Bir insanın şerefle bitirmesi gereken en asli görevi yaşadığı hayatıdır. Ona sunulan ve adına hayat dediğimiz süreyi nerde nasıl ve kimlerle geçirdiği çok önemlidir. Yaşanan gün elbet bitecektir, yaşamında sonu gelecektir. Yaşam son bulduğun da kişinin arkasından yazılanlar ve söylenenler de bir o kadar önemlidir. Önemlidir ama iş işten geçtikten sonra ne kadar değeri olur.
İnsanın yaşadığı hayatı boyunca bir lokma ekmek için şerefini ayaklar altına almasına, makam mevki için el ayak öpmesine de hiç gerek yoktur. Bunları yapmak zaten onurlu insan işi değildir. Eğer bu duruma düşülmüş ise düşen kişinin de insanlığından bile şüphe edilir. El ayak öperek bir yerlere gelenler beni ve benim ülkemi ne kadar düşünür, onu için ne kadar samimidir. Yapacağı tek şey ona kol kanat gerenlerin emirlerini yerine getirmek olmaz mı?Doğru bildiğini bile yapamayıp emre itaat etmek olmaz mı?

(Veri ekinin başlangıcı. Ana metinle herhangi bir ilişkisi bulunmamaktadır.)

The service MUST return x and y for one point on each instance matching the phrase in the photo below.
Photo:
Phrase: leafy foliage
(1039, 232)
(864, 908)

Böyle olduğuna göre bu insanlar benim tarihime, geçmişime ve geleceğime nasıl sahip çıkabilir. Talan edilen devlet malını nasıl koruyabilir. İyi gitmeyen düzeni nasıl eleştirebilir. Bunlar sizce de kaygı verici değimlidir.
Dünyanın geçici nimetleri insanları pek çok hoş olmayan şeyleri yapmaya zorlamaktadır. Anaya babaya karşı gelenden tutunda yalan ve iftiralarla adından söz ettirmeye kadar her şey vardır bunun içinde. Fakat şu hiç unutulmamalı, kötü olanı herkes yapabilir, bun yapmak çok zor da değildir. Asıl olan ise iyiyi yapabilmektir. Mükemmel insan olmanın gereği de budur işte. Söz konusu var olmak ve hür yaşamak olunca, vatan topraklarına ve milli manevi değerlere sahip çıkmak olunca bu düşüncedeki insanlarla nasıl yapılabilir.
Şeref ve onur dediğimiz meziyetler para ile satın alınmaz ya da birinden ödünç alınmaz. İnsanın benliğinde var olan duygulardır. İnsanlar ömürleri boyunca bu şeref ve onurunu kaybetmeden yaşamalıdır. Bazıları için bunların hiç ehemmiyeti yoktur. İstediklerini elde etsin, amaçlarına ulaşsınlar yeter. Fakat öyle an gelir ki ulaştıkları amaç ta onları mutlu etmez olur, yaptıklarına ve adileştiklerine belki pişman olurlar ama fayda vermez. Değer kaybedilmiştir bir kere.
Günümüz insanının yaşam biçimine ve karşılıklı ilişkilerine baktığımız zaman gördüğümüz tablo insanlık adına utanç verici bir duruma gelmiş. Bu da aklı başında insanlar için kaygı verici ve son derece üzücüdür. Eskiden olduğu gibi sadakat ve bağlılık ortadan kalkmış, yerini menfaatçilik almış. Düşkünün yanında olma, düşenin elinden tutma kalkmış, yerini nemelazımcılık almış. Daha da önemlisi Türk insanının asil özelliklerinden olan mertlik, dürüstlük ortadan kalkmış, yerini iki yüzlülük ve sahtekârlık almış.
Nasıl düşünmeyelim şimdi? Nasıl kaygılanmayalım gelecek için. Hani Atatürk’ün Cumhuriyeti bizlere emanet edilmişti, hani kolay vatan olmayan bu topraklar bize emanet edilmişti.
Hangisine sahip çıkabildik, hangisini koruyabildik. Şerefli bir geçmişi olan, yedi deniz üç kıta üzerine ünü yayılan Osmanlının torunlarıyız diye ahkâm kestik yıllarca.
Övündük onların bıraktığı miraslarla hem de yüzümüz bile kızarmadan. Ama ona da bağlı kalamadık. İrademiz bile çok ucuza pazarlandı, dur bile diyemedik. Ne kaybettiğimizin farkında olmadan Bize sunulan değeri düşük tekliflere hep evet dedik ya da demek zorunda bırakıldık.
Her şey yolunda her şey iyi diye avutulduk ve hala da devam ediyor bu avutma. Biz ne zaman kendimize geleceğiz, ne zaman dur diyeceğiz bu bozulmaya ve dağılmaya. İşte kendi adıma bir daha söyleyim kaygılanıyorum bu gidişten ve bu aymazlıktan. Belki basit görülecek ama kaygılarım boşa değil.